Should you start with planning your sprints and then see how it fits your versions? Maybe start with versions and understand how your sprints look like? Maybe planning versions by themselves is enough? How do you start?

Decouple external planning from internal planning

External value (features your customers will enjoy) moves the organization. It is why you get paid. No one will pay for “let these kids develop for fun only”, this is why open source projects were born, for developers to write some code that may or may not be used by others. Versions are communicated out to your customers, named in a language your customers can understand “in version 1.0 we will allow our customers to upload their profile image” rather “we will integrate jQuery and develop highly scalable upload mechanism over Amazon Cloud”.

Internal value (features your organization will enjoy) keeps the organization fully operational, doing its best over time. It is usually not communicated out (your customers don’t really care if you’re using C# 4.0 or C# 3.0) and not named in customer’s lingo.

Versions are more tangible

Most of us stick to planning versions and our sprints actually look the same as our versions. We’re results oriented and we want to please our customers. Moreover, no external power is actively pushing us toward internal value.

Sometimes internal value > external value

If you’re strictly results oriented, you might produce great results but only for short, unpredictable periods. Sometimes you’ll need to delay customer’s value to handle broken “machine” in your factory. Your customers won’t like this delay, but they will understand it if you’ll offer tradeoffs and communicate “we are fixing internal machine to keep our high level of production steady”. They will prefer stable producing rather than insane, poor quality or unpredictable results.

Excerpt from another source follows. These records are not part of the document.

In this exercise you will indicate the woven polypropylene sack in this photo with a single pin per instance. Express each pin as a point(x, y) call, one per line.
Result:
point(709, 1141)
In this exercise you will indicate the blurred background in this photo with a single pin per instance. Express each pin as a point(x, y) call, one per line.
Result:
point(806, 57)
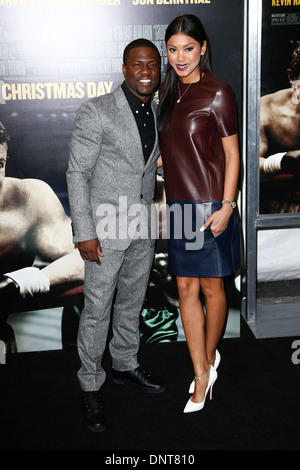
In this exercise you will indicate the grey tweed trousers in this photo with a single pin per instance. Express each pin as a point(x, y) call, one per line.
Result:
point(126, 274)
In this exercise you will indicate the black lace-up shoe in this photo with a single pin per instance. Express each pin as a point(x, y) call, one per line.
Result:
point(93, 412)
point(138, 378)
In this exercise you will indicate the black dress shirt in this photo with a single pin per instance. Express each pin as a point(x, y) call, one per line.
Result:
point(144, 119)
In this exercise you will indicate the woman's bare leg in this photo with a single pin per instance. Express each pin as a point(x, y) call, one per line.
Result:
point(216, 310)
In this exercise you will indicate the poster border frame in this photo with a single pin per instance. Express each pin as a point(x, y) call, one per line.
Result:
point(252, 219)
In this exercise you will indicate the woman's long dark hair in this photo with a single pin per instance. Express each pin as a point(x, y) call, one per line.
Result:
point(189, 25)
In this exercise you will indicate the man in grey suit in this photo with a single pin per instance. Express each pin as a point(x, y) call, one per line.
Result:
point(111, 182)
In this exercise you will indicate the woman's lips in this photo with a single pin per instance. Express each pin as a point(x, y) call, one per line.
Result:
point(182, 67)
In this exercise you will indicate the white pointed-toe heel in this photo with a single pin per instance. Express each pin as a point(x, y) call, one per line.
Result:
point(215, 366)
point(191, 406)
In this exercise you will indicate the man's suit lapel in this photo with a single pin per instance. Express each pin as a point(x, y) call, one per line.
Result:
point(129, 121)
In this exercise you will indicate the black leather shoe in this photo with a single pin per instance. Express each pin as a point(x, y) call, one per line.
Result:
point(93, 411)
point(138, 378)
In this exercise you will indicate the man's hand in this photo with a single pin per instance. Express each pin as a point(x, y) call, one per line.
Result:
point(90, 250)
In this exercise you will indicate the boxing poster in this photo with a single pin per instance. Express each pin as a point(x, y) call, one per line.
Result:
point(279, 150)
point(54, 55)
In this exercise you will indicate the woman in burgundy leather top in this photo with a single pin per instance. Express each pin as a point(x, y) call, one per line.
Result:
point(199, 146)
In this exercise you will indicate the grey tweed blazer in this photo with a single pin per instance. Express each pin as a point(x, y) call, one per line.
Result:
point(107, 174)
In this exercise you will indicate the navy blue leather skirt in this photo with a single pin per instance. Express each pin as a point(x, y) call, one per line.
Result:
point(192, 253)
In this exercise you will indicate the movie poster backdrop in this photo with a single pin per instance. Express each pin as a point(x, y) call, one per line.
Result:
point(279, 138)
point(54, 55)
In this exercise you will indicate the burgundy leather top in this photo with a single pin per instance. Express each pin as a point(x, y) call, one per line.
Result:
point(192, 151)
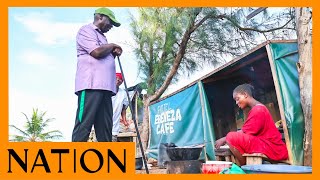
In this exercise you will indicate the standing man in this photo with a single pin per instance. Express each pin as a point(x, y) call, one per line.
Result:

Use Sprints to prioritize internal value with external value

Maybe you can devote 5% of the sprint to maintain your ability to produce fast? Maybe 10%? Maybe 1%? It’s really up to you to figure out what you want to push every sprint. Be careful of dismissing internal value, it’s your role to actively push for it.

How do I start?

I prefer to set some goals for my sprint first: (a) is there an internal value I want to push? (b) Are there people in my team that I want to push by leading features? (c) What is my team availability for this sprint?

With this in mind, I’m starting to plan my versions for the sprint and next one, making sure I understand perfectly what should enter the sprint and when. This is the first time I validate my plans. If the planned versions fully occupying my sprint (or even more than that), I raise a flag and trying to figure out if something can be shifted without causing damage. If not, and I have some “buffer”, it leaves me with understanding how much of my internal value I can push inside the sprint, alongside external value. This is the second time I validate my plans. Did I manage to push my goals to the sprint while producing external value? If I notice there is a big need for internal value that cannot wait, I will try to understand alternatives with our product team and supply tradeoffs.

Then, all is left is to organize when should each feature start/end and making sure external value (versions) are released on time while internal value is keep moving. Keep your head above the water, plan to last.